Clutch
- Editor: Daniel Hodge, Lawrence Oberc
- Categories: Literary magazine
- Publisher: Drill Press
- Founded: 1992
- Final issue Number: 1998 6
- Country: US
- Language: English

= Clutch (literary magazine) =

American literary magazine (1992–1997)

Clutch was an annual literary magazine that existed between 1992 and 1997. Edited by Daniel Hodge and Lawrence Oberc, it published poetry, fiction, and interviews. It began in Kentucky in 1991 and then moved to San Francisco.

The magazine grew out of the editors' interests and experiences in the subculture of alternative presses and little magazines, as well as their previous experience in working on the staffs of literary journals at the University of Kentucky. After the first issue was published in 1991, the magazine moved its editorial headquarters to San Francisco, where it resided for the remainder of its history. The sixth and final issue was published with an imprint date of 1997/1998.

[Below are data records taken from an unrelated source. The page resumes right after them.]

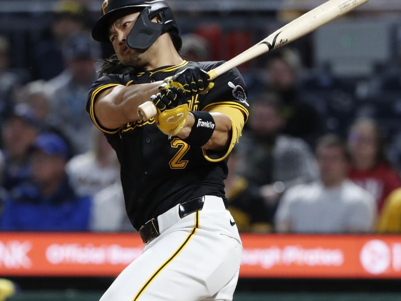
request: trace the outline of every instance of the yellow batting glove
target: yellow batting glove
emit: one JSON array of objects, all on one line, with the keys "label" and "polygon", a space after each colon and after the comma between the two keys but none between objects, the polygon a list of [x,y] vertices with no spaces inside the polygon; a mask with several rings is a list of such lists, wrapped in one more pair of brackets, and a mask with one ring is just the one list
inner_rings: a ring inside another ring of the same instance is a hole
[{"label": "yellow batting glove", "polygon": [[189,113],[187,103],[180,105],[172,109],[161,111],[156,108],[157,114],[154,116],[156,124],[170,139],[176,135],[186,124],[186,116]]}]

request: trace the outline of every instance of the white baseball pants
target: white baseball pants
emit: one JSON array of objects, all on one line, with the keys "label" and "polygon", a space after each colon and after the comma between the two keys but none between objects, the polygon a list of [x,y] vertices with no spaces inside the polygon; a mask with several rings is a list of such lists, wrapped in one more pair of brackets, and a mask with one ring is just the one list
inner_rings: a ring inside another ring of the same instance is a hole
[{"label": "white baseball pants", "polygon": [[242,245],[222,199],[206,196],[202,210],[182,219],[177,205],[157,220],[160,236],[100,301],[232,300]]}]

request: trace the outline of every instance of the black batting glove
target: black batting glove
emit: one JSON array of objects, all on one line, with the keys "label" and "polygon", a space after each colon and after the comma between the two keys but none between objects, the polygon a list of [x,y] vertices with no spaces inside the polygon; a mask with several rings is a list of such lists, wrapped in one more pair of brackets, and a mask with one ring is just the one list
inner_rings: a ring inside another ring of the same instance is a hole
[{"label": "black batting glove", "polygon": [[183,91],[186,96],[206,93],[214,86],[205,70],[197,67],[190,67],[164,80],[159,87],[162,91],[172,87]]},{"label": "black batting glove", "polygon": [[157,94],[152,95],[150,100],[160,112],[175,108],[186,102],[184,92],[173,87],[167,90],[162,90]]}]

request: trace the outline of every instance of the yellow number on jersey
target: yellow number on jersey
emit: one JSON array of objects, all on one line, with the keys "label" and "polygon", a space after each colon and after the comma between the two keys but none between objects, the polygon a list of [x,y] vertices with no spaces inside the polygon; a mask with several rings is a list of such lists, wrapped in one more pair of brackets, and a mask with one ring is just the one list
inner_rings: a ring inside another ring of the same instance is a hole
[{"label": "yellow number on jersey", "polygon": [[170,143],[172,147],[174,148],[179,148],[175,156],[168,163],[170,165],[170,168],[171,169],[184,169],[186,165],[188,164],[188,160],[182,160],[182,159],[185,154],[189,150],[190,146],[189,146],[189,144],[178,138],[173,139]]}]

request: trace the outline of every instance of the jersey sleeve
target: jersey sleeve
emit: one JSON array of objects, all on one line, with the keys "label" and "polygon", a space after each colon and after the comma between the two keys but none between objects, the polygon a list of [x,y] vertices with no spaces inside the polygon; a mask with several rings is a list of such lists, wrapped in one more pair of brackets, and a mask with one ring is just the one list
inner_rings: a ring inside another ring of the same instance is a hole
[{"label": "jersey sleeve", "polygon": [[96,95],[106,89],[124,84],[119,75],[107,74],[96,81],[89,88],[88,101],[86,103],[86,111],[89,113],[91,119],[95,125],[102,132],[107,134],[115,134],[119,128],[107,128],[102,126],[96,118],[95,113],[95,101]]},{"label": "jersey sleeve", "polygon": [[214,83],[213,88],[200,101],[199,109],[209,110],[219,106],[235,107],[242,112],[246,122],[249,115],[247,86],[238,70],[234,68],[222,74]]}]

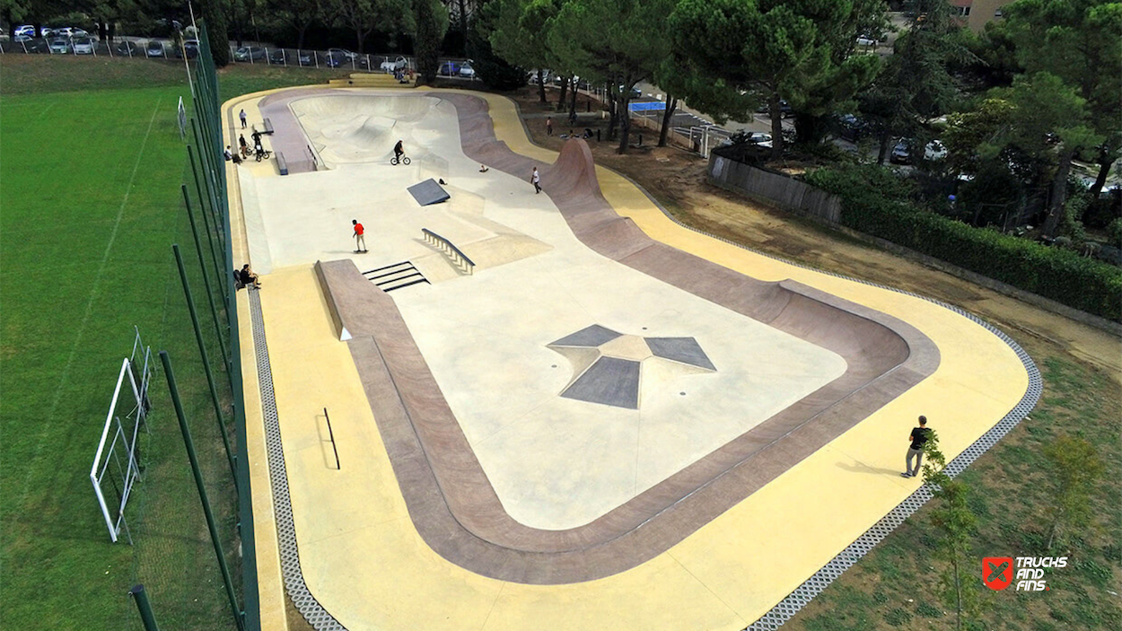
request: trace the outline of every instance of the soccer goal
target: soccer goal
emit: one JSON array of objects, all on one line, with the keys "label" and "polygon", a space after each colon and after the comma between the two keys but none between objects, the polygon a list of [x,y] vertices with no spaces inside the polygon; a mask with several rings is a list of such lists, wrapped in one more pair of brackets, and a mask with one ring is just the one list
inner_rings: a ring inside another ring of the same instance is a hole
[{"label": "soccer goal", "polygon": [[90,467],[90,482],[109,529],[109,538],[116,542],[123,532],[129,543],[132,543],[132,534],[125,519],[125,505],[132,485],[140,479],[139,438],[141,428],[145,433],[148,431],[146,418],[150,406],[148,384],[151,381],[151,349],[144,345],[140,331],[134,329],[132,354],[121,362],[98,452]]}]

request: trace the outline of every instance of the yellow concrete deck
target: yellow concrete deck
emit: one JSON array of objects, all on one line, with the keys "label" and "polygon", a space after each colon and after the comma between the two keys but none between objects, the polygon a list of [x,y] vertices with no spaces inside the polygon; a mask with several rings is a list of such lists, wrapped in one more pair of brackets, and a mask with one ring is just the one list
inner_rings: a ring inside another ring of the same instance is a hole
[{"label": "yellow concrete deck", "polygon": [[[255,118],[251,103],[261,95],[226,103],[223,116],[246,107]],[[478,95],[490,104],[499,140],[517,153],[554,159],[555,154],[528,141],[513,102]],[[1024,394],[1028,375],[1020,359],[969,319],[922,299],[788,265],[692,232],[669,220],[626,179],[599,167],[598,176],[616,210],[654,239],[756,278],[793,278],[907,321],[938,346],[937,372],[645,564],[579,584],[507,583],[444,560],[417,534],[311,266],[278,268],[263,278],[260,299],[286,438],[301,566],[312,594],[348,629],[742,629],[919,486],[898,475],[904,439],[918,414],[930,419],[944,451],[954,457]],[[230,190],[238,190],[232,181]],[[238,207],[231,207],[238,223]],[[257,384],[243,303],[242,293],[242,359],[247,404],[254,405]],[[331,414],[340,470],[324,466],[331,457],[320,426],[324,406]],[[247,415],[250,422],[260,419],[259,410]],[[260,461],[259,428],[252,428],[248,439],[261,602],[272,615],[264,628],[278,629],[279,566],[276,551],[267,549],[276,533],[269,532],[270,504],[263,500],[270,487]],[[351,569],[356,558],[364,560],[358,571]],[[342,567],[349,569],[340,571]]]}]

Clutch published original poetry and prose by writers including Charles Bukowski, Kurt Nimmo, Lorri Jackson, Peter Plate, John Bennett, Poe Ballantine, Simon Perchik, Robert Peters, Denise Dee and Todd Moore, as well as Hodge and Oberc. A small press imprint, Drill Press, was originally created as a publishing vehicle for CLUTCH, and also produced some small chapbooks of poetry featuring writers that had appeared in CLUTCH, including Moore and Oberc.

Clutch forms part of the Lawrence Oberc Zine Collection at De Paul University, containing Oberc's personal zine collection and documenting his contribution to the underground press.